= Promoted (film) =

2015 film by Isaac Constein

Promoted is a 2015 buddy comedy film directed by Isaac Constein which spoofs the inner workings of a dysfunctional Los Angeles Advertising Agency. The film was released on August 25, 2015.

==Plot==
Jacob and his best friend Alex thought that they were on their way to earning one of LA's most highly celebrated advertising accounts. That is, until the manipulative Marissa enters the picture, doing everything in her power to win the promotion for herself while seducing Jacob into a romantic relationship.
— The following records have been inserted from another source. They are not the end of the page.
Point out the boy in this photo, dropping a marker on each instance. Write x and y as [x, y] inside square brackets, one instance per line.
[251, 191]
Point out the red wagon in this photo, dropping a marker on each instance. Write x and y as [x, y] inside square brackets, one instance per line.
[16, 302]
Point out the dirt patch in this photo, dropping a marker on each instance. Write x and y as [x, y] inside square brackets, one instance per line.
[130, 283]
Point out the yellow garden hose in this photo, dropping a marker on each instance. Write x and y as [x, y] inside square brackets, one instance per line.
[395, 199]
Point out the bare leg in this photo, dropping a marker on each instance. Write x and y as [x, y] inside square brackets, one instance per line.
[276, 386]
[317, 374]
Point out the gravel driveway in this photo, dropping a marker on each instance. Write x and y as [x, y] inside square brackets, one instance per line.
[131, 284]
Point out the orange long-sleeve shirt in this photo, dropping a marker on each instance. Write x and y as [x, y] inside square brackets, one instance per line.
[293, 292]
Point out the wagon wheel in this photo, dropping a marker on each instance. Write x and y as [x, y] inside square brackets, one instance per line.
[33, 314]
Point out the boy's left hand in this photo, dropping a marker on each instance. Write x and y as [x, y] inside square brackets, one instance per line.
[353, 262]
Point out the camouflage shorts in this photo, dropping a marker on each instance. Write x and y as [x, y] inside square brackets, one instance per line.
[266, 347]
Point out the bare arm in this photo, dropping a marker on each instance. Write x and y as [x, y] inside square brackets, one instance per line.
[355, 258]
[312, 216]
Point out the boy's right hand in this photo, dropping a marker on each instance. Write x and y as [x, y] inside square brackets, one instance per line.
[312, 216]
All chaos ensues as Jacob must somehow come up with a way to save his career, salvage his friendship, and figure out where his true loyalties lie.

==Cast==
- Samm Levine as Jacob Silver
- Aries Spears as Platinum Artist
- Estelle Harris as Sylvia Silver
- Cody Longo as Alex Francis
- Marty Ingels as Murray Silver
- Joe D'Onofrio as Frankie
- Jennie Kwan as Lu Chang
- Clint Jung as Mr. Chang
- Justine Wachsberger as Marissa Fox
- Luke Ashlocke as Mike
- Mayank Bhatter as Vikram Gupta

==Principal photography==
The film was set and shot entirely in Los Angeles.